Tuesday, December 22, 2015

Getting A Headache: Covering the election

It was almost wistful. But not that much. Passing the school where in May I had cast my vote in the municipal election, I pined, only momentarily, to be allowed to re-enter. As one of the great disenfranchised diaspora I could not. National elections are for nationals. I'm still minded to believe that this is actually how it should be, but one misses the thrills, such as they are, of the Spanish voting system and the confusion for those attending the "tables" when presented with a foreigner who has two Christian names and one surname. Several moments of amusement ensue.

The attendees of these tables are not volunteers. Long before the current days of citizens participating left, right and centre (though mainly left), they decided to make it like jury service. If you're unlucky enough to have your name picked out, then you have to go and do your citizen's duty. I'm unsure if this means if I, or many of those of you reading this, might one day suffer the same fate. Given that the vote is denied, it seems a tad preposterous to demand table attendance. A mate of mine in Barcelona has had to. I must ask him if this was for the general or other elections. Either way, he can only vote for Ada Colau (or not) and not for Artur Mas, so he was doing his duty for something which he can only partially participate in. There must surely be a message here somewhere for the participative new age, or are foreigners classed as citizens or not?

It would make life an awful lot simpler if everywhere in Spain was like Villarroya in La Rioja. There, they don't have to drag everything out for eleven hours before getting down to the results. As there are only six voters out of nine inhabitants of this municipality (one of whom must be the Partido Popular mayor), the polling station was opened and closed within a minute. How many citizens had been called on to attend the tables, one wonders. Presumably, the voters and the table attendants were one and the same.

This was one of the little anecdotes that made a long day vaguely bearable, another one having been the three voters who turned up early doors in Ibiza only to find that there were no table attendants, so they made themselves into attendants, which was very decent of them. True citizen spirit. And participative, to boot.

Spanish election day starts with a bang as the media troops around getting snaps of principal candidates and other political prominenti smiling and casting their votes. Or in the case of Barcelona's mayor Ada Colau not casting her vote, as she had forgotten her ID. Might the police have a word with her? Is it not obligatory to carry this at all times? There were also the traditional photos of nuns voting. Does the church issue its recommendations? Mariano it might be expected to be, but when there's a chap whose name translates as Churches, he must have been good for a few votes among the religious community.

The greatest media scrum was for Mr. Churches, Pablo Iglesias. He was positively beaming, having tweeted earlier that he hoped citizens had risen with a smile and were off to perform their duty for change. There was to be proof that they had, the Podemos Twitter account replete with the happy, smiling faces of those both old and young. The new age was here, and it was all over Twitter. Pablo had gone to the polling station with his chum Íñigo Errejón, a Podemos co-founder, who doesn't look old enough to vote. By about six years. He is actually 32, so fifteen years older than the boy in Badajoz who had turned up wanting to vote and was politely told that he would have to wait nine days until he was 18.
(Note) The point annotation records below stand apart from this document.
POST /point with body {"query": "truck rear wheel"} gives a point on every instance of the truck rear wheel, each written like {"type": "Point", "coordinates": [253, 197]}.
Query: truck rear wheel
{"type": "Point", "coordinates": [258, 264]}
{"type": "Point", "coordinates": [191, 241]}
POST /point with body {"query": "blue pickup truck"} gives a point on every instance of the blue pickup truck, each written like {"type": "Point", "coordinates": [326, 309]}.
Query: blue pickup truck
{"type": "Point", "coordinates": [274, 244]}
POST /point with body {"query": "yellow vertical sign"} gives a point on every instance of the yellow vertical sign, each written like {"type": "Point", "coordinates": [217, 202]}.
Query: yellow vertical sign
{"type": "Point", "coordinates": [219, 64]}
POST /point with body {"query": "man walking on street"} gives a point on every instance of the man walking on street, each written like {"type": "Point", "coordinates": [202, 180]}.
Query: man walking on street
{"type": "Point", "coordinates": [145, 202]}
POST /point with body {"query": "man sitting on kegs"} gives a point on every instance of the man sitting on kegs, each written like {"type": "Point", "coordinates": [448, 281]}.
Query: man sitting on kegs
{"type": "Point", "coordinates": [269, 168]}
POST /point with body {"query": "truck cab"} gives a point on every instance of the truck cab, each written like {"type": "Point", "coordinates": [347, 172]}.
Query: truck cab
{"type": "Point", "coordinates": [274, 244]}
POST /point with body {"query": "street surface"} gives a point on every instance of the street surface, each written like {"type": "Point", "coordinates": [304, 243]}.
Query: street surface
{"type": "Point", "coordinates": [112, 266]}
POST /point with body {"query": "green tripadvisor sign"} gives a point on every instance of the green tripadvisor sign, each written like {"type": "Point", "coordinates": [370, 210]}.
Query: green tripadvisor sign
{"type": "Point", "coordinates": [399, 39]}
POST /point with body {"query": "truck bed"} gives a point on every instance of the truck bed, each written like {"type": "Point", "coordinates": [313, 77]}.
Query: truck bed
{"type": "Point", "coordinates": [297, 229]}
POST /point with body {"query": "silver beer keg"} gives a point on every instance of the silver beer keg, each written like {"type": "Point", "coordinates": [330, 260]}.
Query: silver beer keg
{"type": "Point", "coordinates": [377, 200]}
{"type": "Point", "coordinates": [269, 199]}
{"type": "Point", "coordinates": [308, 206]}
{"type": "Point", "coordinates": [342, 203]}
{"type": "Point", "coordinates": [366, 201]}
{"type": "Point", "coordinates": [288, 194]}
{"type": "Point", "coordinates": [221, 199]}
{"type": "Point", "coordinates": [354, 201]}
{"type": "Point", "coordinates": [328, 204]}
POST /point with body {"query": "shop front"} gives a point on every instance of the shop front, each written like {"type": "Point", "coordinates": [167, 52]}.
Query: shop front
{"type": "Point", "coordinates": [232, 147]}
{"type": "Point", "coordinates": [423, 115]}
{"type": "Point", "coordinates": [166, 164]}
Once this early election euphoria died down, the day dragged on, lightened only by announcements as to turnout. Eventually, this was to be up. Which was reassuring for the advocates of citizen participation. When the end finally came, exit polls were saying what was to be confirmed. It was Podemos who had been the real winners in the head-to-head between the new boys and girls. The opinion polls had got that part wrong.
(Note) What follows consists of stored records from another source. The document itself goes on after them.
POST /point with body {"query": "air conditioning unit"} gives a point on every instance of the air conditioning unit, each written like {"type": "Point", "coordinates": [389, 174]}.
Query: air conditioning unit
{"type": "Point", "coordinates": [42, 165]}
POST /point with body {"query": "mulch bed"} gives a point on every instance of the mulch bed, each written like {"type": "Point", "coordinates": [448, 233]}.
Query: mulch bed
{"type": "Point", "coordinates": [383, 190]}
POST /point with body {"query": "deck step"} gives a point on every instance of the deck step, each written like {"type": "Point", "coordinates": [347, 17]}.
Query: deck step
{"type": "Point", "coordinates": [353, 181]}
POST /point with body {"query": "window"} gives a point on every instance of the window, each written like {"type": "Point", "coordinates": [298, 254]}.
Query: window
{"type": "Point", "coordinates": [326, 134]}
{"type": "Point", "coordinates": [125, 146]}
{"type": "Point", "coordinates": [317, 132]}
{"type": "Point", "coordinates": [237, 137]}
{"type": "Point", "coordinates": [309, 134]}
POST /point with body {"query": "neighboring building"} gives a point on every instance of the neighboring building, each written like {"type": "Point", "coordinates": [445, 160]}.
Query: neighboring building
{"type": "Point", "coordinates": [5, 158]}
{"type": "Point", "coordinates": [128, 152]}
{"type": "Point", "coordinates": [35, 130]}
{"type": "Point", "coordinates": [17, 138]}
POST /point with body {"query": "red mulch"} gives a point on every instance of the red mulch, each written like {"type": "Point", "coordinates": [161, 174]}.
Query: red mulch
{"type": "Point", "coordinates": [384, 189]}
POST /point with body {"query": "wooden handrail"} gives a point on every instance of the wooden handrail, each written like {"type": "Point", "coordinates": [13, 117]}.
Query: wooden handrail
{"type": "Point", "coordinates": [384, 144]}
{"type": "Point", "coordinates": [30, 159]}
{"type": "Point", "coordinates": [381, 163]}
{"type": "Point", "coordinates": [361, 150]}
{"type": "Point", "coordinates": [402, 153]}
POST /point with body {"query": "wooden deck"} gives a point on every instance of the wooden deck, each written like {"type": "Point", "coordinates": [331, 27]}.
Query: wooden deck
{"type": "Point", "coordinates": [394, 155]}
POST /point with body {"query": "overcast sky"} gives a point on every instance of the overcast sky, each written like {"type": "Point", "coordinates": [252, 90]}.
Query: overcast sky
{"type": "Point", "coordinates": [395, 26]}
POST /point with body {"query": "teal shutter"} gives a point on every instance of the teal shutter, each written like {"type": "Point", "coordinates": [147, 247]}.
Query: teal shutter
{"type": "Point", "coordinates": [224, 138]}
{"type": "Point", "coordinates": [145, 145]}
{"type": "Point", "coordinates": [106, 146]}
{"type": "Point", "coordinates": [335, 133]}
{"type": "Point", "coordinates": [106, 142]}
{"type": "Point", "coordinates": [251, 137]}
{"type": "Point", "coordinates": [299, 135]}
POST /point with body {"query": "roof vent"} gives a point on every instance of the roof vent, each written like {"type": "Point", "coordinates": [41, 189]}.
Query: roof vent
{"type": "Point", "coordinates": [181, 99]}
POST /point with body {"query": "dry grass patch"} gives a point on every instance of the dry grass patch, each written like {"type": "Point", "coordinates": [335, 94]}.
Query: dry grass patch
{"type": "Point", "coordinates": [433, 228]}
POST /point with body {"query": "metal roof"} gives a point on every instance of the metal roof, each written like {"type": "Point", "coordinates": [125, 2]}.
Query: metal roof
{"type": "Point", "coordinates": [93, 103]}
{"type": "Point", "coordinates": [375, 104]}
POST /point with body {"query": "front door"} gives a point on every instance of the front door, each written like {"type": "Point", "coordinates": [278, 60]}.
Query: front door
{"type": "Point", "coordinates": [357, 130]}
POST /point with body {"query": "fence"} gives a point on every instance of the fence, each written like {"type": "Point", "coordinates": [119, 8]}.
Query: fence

All that remained was for the leaders' rallying speeches, arranged in pecking order so that they didn't clash. Mariano had to wait till last, as befits the possibly outgoing premier. Not that Mariano's going anywhere. He plans on forming the next government, despite being deprived of a third of his Congress colleagues.

Having been chained to a computer for the whole day and some of the night, it all ended with a massive headache and neck ache. For Spain, the headache now begins. Not one of a hangover. One of who on earth can now govern.